Department of Organic Chemistry, University of Ghent , Krijgslaan 281 S4, 9000 Ghent, Belgium.
Department of Chemistry and Biochemistry, University of Arizona , Tucson, Arizona 85721, United States.


To address the need for highly potent, metabolically stable, and selective agonists, antagonists, and inverse agonists at the melanocortin receptor subtypes, conformationally constrained indolo- and benzazepinone residues were inserted into the α-MSH pharmacophore, His(6)-Phe(7)-Arg(8)-Trp(9)-domain.

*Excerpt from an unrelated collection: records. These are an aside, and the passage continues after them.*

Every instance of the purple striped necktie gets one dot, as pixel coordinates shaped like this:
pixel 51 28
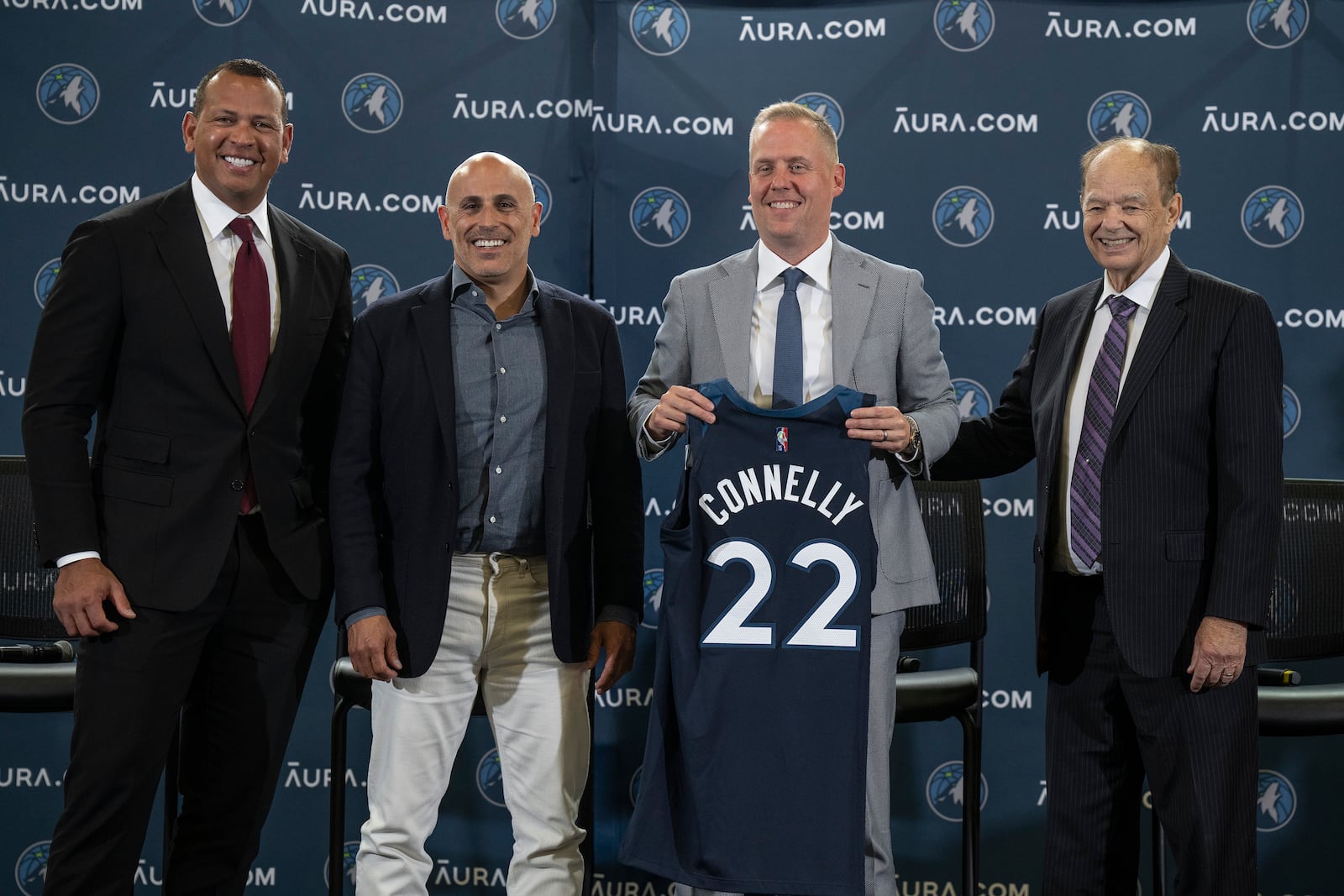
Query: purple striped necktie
pixel 1099 412
pixel 250 332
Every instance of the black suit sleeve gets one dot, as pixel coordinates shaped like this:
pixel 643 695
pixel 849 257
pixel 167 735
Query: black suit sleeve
pixel 358 479
pixel 322 403
pixel 1001 443
pixel 1249 457
pixel 76 344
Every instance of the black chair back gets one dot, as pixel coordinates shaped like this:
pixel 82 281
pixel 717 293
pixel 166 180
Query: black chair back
pixel 1307 607
pixel 954 523
pixel 24 587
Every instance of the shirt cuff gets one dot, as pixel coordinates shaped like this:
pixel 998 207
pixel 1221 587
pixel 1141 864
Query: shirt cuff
pixel 365 613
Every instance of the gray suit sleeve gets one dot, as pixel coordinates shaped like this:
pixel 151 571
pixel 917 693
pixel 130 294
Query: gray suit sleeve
pixel 669 365
pixel 922 379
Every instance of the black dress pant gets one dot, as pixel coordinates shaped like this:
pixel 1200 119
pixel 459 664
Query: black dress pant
pixel 1106 727
pixel 232 669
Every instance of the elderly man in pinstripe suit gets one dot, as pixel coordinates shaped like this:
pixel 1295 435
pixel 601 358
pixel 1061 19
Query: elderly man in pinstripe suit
pixel 1151 402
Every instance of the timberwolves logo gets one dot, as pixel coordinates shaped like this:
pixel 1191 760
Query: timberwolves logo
pixel 1272 217
pixel 369 284
pixel 490 778
pixel 1277 801
pixel 972 398
pixel 31 871
pixel 660 27
pixel 824 107
pixel 945 790
pixel 963 217
pixel 45 278
pixel 524 19
pixel 67 93
pixel 964 24
pixel 542 194
pixel 373 102
pixel 1119 114
pixel 222 13
pixel 660 217
pixel 1292 411
pixel 652 598
pixel 349 851
pixel 635 785
pixel 1277 23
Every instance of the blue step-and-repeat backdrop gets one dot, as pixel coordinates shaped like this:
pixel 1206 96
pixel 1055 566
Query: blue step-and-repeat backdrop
pixel 632 118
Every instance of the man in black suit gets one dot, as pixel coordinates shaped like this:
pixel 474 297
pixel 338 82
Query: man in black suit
pixel 194 553
pixel 1156 531
pixel 488 532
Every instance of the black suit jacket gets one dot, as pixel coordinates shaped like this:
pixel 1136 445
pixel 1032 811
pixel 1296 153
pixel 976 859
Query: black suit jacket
pixel 394 472
pixel 134 332
pixel 1193 479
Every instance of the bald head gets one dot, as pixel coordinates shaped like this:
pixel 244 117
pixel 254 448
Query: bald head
pixel 491 161
pixel 491 215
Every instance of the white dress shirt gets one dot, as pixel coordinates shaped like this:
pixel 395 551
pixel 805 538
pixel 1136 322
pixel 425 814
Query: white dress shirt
pixel 223 244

Replacement of His(6) by an aminoindoloazepinone (Aia) or aminobenzazepinone (Aba) moiety led to hMC4R and hMC5R selective agonist and antagonist ligands, respectively (tetrapeptides 1 to 3 and 4, respectively). In peptides 1 to 3 and depending on the para-substituent of the d-Phe residue in position 2, the activity goes from allosteric partial agonism (1, R = H) to allosteric full agonism (2, R = F) and finally allosteric partial agonism (3, R = Br).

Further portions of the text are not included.